← Back to context

Comment by nikisweeting

4 days ago

Yeah I started building this in my first week at the company haha: https://github.com/browser-use/desktop

Shipping a whole electron app is not a priority at the moment though, our revenue comes from cloud API users, and there we only need our custom chrome fork, no point messing with electron and extension bridges when we can add custom CDP commands to talk to `chrome.*` APIs directly.

I like the Chrome fork idea. I imagine in the next couple years, hardware companies, i.e. Apple, Lenovo, will start to ship extremely power local inference hardware as the models become sufficient which your browser will be able to leverage.

  • I built a prototype using native messaging (the same way apps password managers interact with browsers and drive actions with pure js).

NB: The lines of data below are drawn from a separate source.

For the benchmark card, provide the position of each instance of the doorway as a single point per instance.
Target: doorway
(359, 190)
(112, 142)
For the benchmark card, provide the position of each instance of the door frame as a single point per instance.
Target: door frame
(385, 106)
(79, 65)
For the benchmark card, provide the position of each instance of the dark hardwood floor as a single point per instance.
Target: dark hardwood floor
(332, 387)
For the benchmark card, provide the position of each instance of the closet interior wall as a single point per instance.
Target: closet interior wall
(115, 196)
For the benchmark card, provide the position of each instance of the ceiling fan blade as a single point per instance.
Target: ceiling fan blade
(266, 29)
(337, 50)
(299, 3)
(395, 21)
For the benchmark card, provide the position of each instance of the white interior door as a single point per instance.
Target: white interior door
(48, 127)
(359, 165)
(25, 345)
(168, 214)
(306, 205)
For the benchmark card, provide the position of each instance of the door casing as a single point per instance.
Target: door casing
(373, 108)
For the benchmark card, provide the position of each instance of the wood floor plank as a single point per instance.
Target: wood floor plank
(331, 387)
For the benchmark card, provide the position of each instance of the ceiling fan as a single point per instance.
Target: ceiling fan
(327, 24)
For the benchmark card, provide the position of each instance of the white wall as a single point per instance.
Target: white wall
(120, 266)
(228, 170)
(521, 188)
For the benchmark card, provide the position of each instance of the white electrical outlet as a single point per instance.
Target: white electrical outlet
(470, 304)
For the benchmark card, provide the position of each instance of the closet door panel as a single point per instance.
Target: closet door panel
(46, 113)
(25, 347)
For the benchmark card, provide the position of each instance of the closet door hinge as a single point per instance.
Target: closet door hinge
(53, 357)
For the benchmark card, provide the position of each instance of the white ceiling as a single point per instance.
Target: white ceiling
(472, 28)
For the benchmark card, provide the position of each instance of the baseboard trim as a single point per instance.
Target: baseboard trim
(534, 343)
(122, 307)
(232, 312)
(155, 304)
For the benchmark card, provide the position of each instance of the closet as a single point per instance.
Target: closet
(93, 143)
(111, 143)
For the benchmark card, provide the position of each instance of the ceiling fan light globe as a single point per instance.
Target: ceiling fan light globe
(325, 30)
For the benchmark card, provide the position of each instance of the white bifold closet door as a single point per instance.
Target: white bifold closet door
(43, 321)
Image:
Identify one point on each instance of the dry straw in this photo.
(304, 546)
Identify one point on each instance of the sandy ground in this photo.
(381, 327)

    I have a lot of actions done but not full there yet. Essentially the goal is to use a cli or an external desktop app to drive your already logged‑in Chrome profile without navigator.webdriver, or enabling --remote‑debugging‑port. In all my testing never got flagged with captcha/bot protect. The cli can interact with LLMs, local file system(despite opfs this is easier).

    CLI(host app) <-> Native messaging daemon <-> Chrome extension

    Extenion just executes pure js for extraction, navigation. Ive gotten basic google searching, image downloading working. Looking at complex form interactions.

    • native messaging is a huge headache to set up reliably across all the OSs and (often headless) chrome setups in our experience, that's why we've avoided it.

      Just using some remote endpoint message bus service is an easier solution, or something like ElectricSQL/RxDB/Replicache/etc.

      We also can't really use in-page JS for much because it's easily detected by bot-blockers, though isolated worlds help in CDP.